The scheduler uses the below formula to anneal the learning rate.
base_lr * pow(factor, floor(num_update/step))
In our case, we have initialized FactorScheduler with an initial learning rate of 0.001, steps after which to anneal learning rate to 1000, factor to 0.9, and minimum LR to 1e-6. This will start with an initial learning rate of 0.001 and multiply it by 0.9 after 1000 steps.
from mxnet import gluon
from mxnet.gluon import loss
from mxnet import autograd
from mxnet import optimizer
from mxnet import lr_scheduler
batch_size=256
epochs=25
learning_rate = 0.001
model = CNN()
model.initialize()
loss_func = loss.SoftmaxCrossEntropyLoss()
steps = (X_train.shape[0]//batch_size)*epochs + epochs
scheduler = lr_scheduler.FactorScheduler(step=1000, factor=0.9, stop_factor_lr=1e-6,
base_lr=learning_rate)
grad_descent = optimizer.SGD(lr_scheduler=scheduler)
trainer = gluon.Trainer(model.collect_params(), grad_descent)

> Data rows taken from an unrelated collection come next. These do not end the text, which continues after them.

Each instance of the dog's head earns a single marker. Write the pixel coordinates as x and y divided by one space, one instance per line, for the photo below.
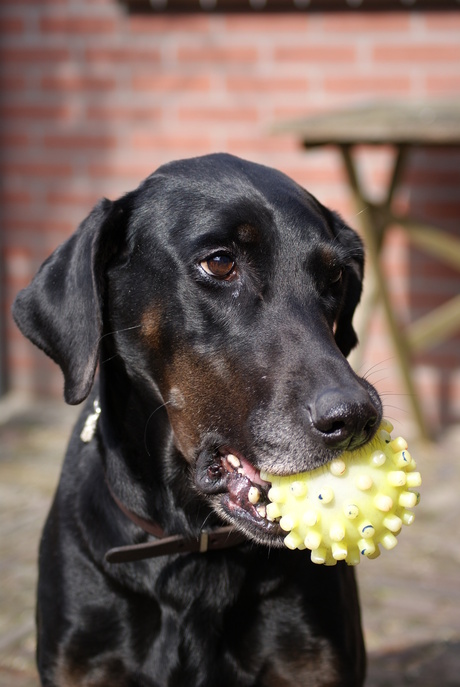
225 292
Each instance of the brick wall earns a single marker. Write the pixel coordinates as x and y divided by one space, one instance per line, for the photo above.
93 100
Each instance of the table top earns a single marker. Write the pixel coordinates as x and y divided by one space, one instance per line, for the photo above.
413 123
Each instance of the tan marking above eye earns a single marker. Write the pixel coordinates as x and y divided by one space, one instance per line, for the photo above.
219 265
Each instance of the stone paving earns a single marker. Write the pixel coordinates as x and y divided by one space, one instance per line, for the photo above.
410 596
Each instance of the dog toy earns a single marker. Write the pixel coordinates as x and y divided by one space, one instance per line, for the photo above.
350 506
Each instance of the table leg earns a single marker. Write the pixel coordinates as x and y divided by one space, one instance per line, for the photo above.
374 222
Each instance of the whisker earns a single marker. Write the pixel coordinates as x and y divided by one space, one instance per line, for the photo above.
163 405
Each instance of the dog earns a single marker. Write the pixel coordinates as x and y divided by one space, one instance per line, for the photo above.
205 319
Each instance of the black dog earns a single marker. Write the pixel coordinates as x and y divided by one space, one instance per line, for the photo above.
217 301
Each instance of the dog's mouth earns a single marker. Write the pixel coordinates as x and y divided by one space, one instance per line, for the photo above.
241 495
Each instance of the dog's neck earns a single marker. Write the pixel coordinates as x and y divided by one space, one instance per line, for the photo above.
220 538
208 540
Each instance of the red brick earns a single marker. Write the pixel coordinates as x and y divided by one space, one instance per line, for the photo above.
20 197
359 22
443 84
174 143
362 85
66 197
40 226
77 25
442 21
12 25
127 113
134 171
33 55
154 24
218 54
37 170
14 139
424 53
12 83
262 24
37 111
219 114
316 53
77 82
239 145
266 84
124 54
167 83
80 142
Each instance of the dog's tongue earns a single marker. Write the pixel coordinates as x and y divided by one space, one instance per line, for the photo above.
246 487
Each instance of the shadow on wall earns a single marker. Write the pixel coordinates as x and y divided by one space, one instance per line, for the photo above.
424 665
434 179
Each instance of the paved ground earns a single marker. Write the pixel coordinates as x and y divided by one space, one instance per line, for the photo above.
410 596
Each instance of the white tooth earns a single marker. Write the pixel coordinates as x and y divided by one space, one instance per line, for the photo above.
262 511
233 460
253 495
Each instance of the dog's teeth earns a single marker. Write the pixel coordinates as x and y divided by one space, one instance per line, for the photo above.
262 511
253 495
233 460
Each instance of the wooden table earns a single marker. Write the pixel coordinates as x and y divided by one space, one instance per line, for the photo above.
404 127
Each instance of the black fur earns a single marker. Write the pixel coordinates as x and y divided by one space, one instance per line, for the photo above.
193 367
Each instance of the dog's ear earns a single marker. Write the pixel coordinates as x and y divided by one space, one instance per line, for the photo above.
345 334
61 310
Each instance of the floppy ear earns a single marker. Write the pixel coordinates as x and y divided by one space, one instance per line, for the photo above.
345 334
61 310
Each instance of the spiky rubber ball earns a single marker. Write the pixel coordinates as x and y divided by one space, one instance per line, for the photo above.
351 506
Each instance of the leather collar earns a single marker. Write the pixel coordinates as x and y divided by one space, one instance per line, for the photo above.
212 540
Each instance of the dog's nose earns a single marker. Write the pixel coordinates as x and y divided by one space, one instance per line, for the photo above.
344 420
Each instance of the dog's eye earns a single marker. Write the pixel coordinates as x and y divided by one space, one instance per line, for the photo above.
219 265
336 276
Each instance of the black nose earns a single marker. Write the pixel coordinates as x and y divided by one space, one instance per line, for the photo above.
344 419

TrainModelInBatches(trainer, X_train, Y_train, X_test, Y_test, epochs, batch_size=batch_size)
In this cell, we have evaluated the performance of the network by calculating accuracy and classification report.
from sklearn.metrics import accuracy_score, confusion_matrix, classification_report
Y_test_preds = model(X_test)
Y_test_preds = Y_test_preds.argmax(axis=-1)
print("Test Accuracy : {}".format(accuracy_score(Y_test_preds.asnumpy(), Y_test.asnumpy())))
print("Classification Report : ")
print(classification_report(Y_test_preds.asnumpy(), Y_test.asnumpy(), target_names=class_labels))
In the next few cells, we have plotted how the learning rate will change during training if we use FactorScheduler with different settings. This helps us better understand how it works internally.
import matplotlib.pyplot as plt
scheduler = lr_scheduler.FactorScheduler(step=1000, factor=0.9,
stop_factor_lr=1e-6, base_lr=learning_rate)
lrs = [scheduler(i) for i in range(steps)]
plt.scatter(range(steps), lrs)
plt.title('Factor Scheduler')
plt.xlabel("Steps")
plt.ylabel("Learning Rate");
import matplotlib.pyplot as plt
scheduler = lr_scheduler.FactorScheduler(step=1000, factor=0.9, stop_factor_lr=1e-6,
base_lr=learning_rate, warmup_steps=200,
warmup_begin_lr=0.0009)
lrs = [scheduler(i) for i in range(steps)]
plt.scatter(range(steps), lrs)
plt.title('Factor Scheduler')
plt.xlabel("Steps")
plt.ylabel("Learning Rate");
import matplotlib.pyplot as plt
scheduler = lr_scheduler.FactorScheduler(step=1000, factor=0.9, stop_factor_lr=1e-6,
base_lr=learning_rate, warmup_steps=200,
warmup_begin_lr=0.0009, warmup_mode="constant")
lrs = [scheduler(i) for i in range(steps)]
plt.scatter(range(steps), lrs)
plt.title('Factor Scheduler')
plt.xlabel("Steps")
plt.ylabel("Learning Rate");
In this section, we have trained our network using SGD with a multi-factor learning rate scheduler. We can create multi-factor scheduler using MultiFactorScheduler() constructor. Below are important parameters of the constructor.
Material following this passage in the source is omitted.